The tree contains duplicates — the standard problem forbids this; if asked, you must define BST strictness first.

Complexity Analysis

Time is O(h) where h is tree height. Balanced BST gives O(log n), skewed BST gives O(n). Space is O(1) for the iterative version and O(h) for the recursive one. The brute-force generic-tree solution remains O(n) time and O(n) space.

If the comparison of “O(h) vs O(n)” feels fuzzy, the Big-O notation post covers how to talk about height-bound complexities cleanly.

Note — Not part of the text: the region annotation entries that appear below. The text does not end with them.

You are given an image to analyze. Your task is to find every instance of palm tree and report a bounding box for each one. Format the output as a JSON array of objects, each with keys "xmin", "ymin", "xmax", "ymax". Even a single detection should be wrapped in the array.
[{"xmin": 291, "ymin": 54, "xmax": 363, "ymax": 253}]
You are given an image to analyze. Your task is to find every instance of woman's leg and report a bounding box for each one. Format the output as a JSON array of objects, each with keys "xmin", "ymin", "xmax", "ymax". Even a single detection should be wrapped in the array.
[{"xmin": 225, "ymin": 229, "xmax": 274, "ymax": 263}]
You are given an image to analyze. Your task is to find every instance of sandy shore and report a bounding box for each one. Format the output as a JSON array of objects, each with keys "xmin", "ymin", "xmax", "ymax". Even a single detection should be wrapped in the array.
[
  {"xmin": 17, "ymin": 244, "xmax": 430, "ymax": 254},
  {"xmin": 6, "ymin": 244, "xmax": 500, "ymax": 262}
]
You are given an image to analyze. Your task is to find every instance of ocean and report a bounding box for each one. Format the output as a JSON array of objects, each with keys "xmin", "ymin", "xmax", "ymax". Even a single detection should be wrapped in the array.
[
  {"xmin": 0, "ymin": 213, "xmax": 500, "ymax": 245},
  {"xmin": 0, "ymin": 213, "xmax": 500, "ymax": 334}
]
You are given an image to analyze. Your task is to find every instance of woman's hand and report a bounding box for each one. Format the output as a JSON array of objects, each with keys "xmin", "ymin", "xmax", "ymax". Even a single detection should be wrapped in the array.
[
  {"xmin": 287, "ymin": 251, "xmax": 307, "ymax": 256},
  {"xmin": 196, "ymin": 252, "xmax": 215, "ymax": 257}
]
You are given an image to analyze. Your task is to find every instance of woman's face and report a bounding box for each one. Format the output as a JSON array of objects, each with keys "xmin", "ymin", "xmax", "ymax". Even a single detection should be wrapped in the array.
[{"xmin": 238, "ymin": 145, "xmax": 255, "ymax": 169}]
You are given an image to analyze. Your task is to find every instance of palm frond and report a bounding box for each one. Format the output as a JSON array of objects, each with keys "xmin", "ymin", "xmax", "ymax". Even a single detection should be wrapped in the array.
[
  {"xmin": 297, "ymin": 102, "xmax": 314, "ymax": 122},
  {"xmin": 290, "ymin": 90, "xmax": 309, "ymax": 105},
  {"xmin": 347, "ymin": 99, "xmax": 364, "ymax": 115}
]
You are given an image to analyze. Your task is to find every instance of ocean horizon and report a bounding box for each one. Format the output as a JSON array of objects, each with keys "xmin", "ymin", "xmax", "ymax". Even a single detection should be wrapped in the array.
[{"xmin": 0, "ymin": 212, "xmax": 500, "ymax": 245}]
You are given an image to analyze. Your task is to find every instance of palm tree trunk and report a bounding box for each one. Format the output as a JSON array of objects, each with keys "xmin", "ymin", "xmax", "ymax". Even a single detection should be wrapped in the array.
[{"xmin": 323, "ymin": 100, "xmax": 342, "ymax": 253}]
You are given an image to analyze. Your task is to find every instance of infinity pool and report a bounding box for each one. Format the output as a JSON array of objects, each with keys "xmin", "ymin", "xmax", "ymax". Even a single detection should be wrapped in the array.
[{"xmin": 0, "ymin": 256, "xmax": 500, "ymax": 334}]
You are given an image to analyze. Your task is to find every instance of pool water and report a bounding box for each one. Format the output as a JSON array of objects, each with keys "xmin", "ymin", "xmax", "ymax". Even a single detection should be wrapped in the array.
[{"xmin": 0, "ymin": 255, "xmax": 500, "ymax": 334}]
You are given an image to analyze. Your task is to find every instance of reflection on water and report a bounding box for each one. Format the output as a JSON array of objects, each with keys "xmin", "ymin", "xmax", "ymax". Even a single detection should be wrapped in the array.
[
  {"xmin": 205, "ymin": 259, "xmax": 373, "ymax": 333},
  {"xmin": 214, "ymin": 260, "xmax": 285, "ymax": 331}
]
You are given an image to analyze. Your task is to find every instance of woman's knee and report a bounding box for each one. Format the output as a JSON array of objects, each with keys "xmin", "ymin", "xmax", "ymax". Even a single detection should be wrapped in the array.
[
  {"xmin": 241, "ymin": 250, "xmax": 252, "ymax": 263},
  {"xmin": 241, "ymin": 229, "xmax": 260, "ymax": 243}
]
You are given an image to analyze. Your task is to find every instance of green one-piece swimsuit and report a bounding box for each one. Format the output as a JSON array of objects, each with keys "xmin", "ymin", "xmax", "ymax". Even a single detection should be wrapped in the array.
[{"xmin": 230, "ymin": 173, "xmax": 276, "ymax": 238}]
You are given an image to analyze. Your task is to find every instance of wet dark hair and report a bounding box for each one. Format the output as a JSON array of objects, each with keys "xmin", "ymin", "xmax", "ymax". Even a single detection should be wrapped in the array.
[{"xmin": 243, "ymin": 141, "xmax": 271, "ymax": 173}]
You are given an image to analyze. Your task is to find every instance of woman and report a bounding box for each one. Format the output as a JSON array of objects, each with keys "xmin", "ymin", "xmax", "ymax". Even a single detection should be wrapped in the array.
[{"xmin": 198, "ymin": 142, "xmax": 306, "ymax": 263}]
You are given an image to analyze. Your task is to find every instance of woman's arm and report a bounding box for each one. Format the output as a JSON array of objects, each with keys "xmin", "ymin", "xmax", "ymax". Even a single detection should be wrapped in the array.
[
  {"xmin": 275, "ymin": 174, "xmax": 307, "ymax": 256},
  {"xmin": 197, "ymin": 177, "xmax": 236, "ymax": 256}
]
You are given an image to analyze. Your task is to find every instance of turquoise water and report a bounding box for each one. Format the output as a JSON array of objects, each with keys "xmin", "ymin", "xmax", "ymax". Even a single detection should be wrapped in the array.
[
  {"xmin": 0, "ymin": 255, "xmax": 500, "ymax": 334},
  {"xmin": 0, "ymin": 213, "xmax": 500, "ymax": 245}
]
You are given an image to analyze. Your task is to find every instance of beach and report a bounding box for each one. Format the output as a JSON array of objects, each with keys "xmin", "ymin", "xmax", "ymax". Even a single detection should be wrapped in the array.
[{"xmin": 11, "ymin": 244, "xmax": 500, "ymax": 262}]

How to Explain It in an Interview

State the property first: “In a BST, the LCA of p and q is the first node on the root-to-leaf path whose value lies between them, inclusive.” Then derive the three cases. Mention you could fall back to the generic LCA approach if the BST invariant were broken. Close with the space trade — recursive is shorter, iterative wins on stack frames.

LeetCode 236 — Lowest Common Ancestor of a Binary Tree (the generic version)
LeetCode 1644 — LCA when nodes may not exist
LeetCode 1650 — LCA with parent pointers
LeetCode 98 — Validate Binary Search Tree

For deeper coverage of traversals that LCA-style problems lean on, see Binary Tree Traversals.

Wrap up

LCA on a BST is the rare problem where the optimal solution is shorter than the brute force and runs in less memory. The lesson is to always ask: what invariant does the data structure give me? Here, sorted order collapses an entire DFS into a guided walk. Lock in the three-case template and this problem becomes a freebie.